Regardez d’abord autour de vous
À remarquer
- Entrée côté marché
- Salle de réception
- Escalier vers le deuxième étage
- Réserve Bayt al-Khazin
L’histoire du lieu
La maison porte le nom de la famille Matbouli, qui a vécu et commercé ici pendant environ quatre cents ans. Selon la tradition familiale et urbaine, le marchand Mahmoud Matbouli l’a construite au début du dix-septième siècle. Il a choisi cet emplacement près du Souk Al-Alawi : les marchandises passaient presque sur le pas de la porte, et les pèlerins s’arrêtaient à Djeddah avant de poursuivre leur route.
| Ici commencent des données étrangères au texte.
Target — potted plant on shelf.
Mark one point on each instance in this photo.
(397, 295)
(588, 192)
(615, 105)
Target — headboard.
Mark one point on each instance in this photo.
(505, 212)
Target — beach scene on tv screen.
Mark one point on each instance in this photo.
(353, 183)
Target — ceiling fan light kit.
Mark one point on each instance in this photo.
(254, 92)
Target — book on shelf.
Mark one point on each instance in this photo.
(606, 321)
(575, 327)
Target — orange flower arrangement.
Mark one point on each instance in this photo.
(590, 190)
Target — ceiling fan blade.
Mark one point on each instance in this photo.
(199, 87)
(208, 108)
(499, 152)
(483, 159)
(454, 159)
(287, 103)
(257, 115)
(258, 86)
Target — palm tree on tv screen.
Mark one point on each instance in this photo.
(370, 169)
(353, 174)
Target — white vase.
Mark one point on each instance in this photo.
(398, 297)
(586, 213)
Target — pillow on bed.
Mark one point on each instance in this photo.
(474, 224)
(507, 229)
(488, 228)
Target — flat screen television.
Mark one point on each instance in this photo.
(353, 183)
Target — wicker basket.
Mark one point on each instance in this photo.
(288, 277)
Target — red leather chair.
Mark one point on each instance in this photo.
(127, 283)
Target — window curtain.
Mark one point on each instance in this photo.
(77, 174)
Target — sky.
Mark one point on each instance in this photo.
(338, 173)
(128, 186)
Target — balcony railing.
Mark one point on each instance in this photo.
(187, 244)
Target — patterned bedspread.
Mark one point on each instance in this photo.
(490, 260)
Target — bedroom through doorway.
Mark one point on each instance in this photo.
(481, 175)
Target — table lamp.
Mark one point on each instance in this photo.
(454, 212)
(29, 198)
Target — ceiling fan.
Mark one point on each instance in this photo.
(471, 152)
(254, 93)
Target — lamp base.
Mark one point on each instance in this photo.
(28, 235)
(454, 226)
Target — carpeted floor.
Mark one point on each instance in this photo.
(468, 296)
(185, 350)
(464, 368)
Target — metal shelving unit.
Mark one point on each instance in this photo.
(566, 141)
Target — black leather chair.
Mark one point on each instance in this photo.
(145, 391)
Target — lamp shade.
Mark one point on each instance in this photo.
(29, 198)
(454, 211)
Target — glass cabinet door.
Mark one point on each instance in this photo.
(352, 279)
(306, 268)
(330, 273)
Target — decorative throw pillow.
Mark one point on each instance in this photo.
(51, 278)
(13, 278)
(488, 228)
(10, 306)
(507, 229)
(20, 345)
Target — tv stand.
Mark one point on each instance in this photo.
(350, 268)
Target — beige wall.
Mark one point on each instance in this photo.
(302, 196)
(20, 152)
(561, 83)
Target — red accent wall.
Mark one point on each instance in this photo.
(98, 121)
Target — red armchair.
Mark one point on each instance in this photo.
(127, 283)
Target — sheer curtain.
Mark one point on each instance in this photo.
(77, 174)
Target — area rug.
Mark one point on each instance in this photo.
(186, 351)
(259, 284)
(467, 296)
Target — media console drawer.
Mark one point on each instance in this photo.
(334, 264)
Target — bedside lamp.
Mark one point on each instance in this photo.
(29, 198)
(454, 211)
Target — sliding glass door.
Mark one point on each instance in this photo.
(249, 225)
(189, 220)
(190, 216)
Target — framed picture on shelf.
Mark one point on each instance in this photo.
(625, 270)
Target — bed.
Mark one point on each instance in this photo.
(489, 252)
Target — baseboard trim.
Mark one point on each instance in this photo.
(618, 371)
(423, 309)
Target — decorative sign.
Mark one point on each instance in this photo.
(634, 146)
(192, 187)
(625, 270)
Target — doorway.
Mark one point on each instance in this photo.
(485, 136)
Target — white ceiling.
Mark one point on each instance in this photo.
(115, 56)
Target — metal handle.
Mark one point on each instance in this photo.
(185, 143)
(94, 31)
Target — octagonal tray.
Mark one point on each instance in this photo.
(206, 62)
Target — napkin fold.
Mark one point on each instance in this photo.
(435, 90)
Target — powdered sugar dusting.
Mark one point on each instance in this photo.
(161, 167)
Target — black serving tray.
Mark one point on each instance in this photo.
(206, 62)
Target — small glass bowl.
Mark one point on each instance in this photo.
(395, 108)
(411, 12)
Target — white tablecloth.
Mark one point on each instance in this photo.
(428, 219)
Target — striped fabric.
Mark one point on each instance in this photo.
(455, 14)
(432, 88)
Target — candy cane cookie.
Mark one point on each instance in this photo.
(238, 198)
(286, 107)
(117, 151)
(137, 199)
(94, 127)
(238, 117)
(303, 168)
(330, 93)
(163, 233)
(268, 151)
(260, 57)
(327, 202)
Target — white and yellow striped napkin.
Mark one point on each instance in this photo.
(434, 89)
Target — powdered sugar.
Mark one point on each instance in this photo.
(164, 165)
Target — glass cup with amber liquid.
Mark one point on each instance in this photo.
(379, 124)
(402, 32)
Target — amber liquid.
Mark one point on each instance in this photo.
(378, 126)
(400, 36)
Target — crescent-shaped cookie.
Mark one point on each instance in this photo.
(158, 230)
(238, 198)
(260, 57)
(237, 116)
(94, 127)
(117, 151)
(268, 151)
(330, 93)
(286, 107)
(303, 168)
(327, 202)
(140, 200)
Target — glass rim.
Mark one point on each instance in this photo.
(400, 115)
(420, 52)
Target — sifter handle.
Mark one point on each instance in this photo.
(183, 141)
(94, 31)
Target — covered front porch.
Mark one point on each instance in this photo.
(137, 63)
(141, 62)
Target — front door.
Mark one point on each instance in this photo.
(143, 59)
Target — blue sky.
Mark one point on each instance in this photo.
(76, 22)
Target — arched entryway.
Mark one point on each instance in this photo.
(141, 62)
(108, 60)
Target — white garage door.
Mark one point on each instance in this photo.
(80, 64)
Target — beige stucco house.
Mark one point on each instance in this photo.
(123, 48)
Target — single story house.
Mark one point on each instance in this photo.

Pendant un mois de la saison du hajj, les Matbouli mettaient une partie de la maison à la disposition des arrivants et payaient leur entretien. La famille servait de mandataire pour les pèlerins : elle accueillait les personnes qui lui étaient confiées, les logeait et répondait d’elles pendant leur séjour en ville. Les pièces du bas étaient réservées aux hôtes, tandis que la vie familiale se poursuivait aux étages supérieurs. Au deuxième étage se trouvait Bayt al-Khazin, une réserve contenant les provisions de la saison. L’eau était recueillie dans deux réservoirs sous la maison. Le mois d’hospitalité exigeait chaque jour de la nourriture et de l’eau, et les Matbouli ne faisaient pas supporter ces dépenses aux pèlerins.
On sait de quoi vivait la famille grâce au récit de l’un des héritiers, Tariq Matbouli. Son grand-père était le doyen des négociants en céréales de la ville et veillait à ce que les marchandises arrivent sur le marché avec un poids et une qualité contrôlés. Les marchands apportaient les sacs directement dans la salle de réception de la maison. Là, le grand-père de Tariq pesait les céréales, les examinait et apposait un sceau sur les sacs avant leur vente. Il gagnait lui-même sa vie dans le commerce ; en apposant le sceau, il engageait donc aussi sa propre réputation sur la marchandise. Après le contrôle, les sacs retournaient au marché, et les revenus de la maison de commerce permettaient d’entretenir une grande maisonnée familiale et d’accueillir les pèlerins.
Plus tard, les chambres furent louées à des résidents, puis la maison resta fermée pendant près de vingt ans. Les descendants des Matbouli décidèrent de la rendre au public : l’ingénieur Samir Asad Matbouli dirigea la restauration, qui dura presque un an. La famille remeubla les pièces et ouvrit un musée privé.
Depuis le Souk Al-Alawi, l’entrée mène toujours à l’ancienne salle de réception ; un étage plus haut, Bayt al-Khazin est conservée. En bas, le grand-père de Tariq apposait son sceau sur les sacs de céréales ; en haut, la famille gardait les provisions destinées au mois des hôtes.
Sur place
La façade est accessible depuis la rue ; il n’existe pas, à la date de vérification, d’horaires officiels permanents et fiables pour l’intérieur. L’entrée n’est possible que si le lieu est explicitement ouvert.
Vérifié : date non indiquée. Vérifiez la source officielle avant votre visite.S’il est impossible d’entrer, concentrez-vous sur la manière dont les roshans apportent ombre, air et intimité. La visite de l’intérieur exige une confirmation d’accès distincte.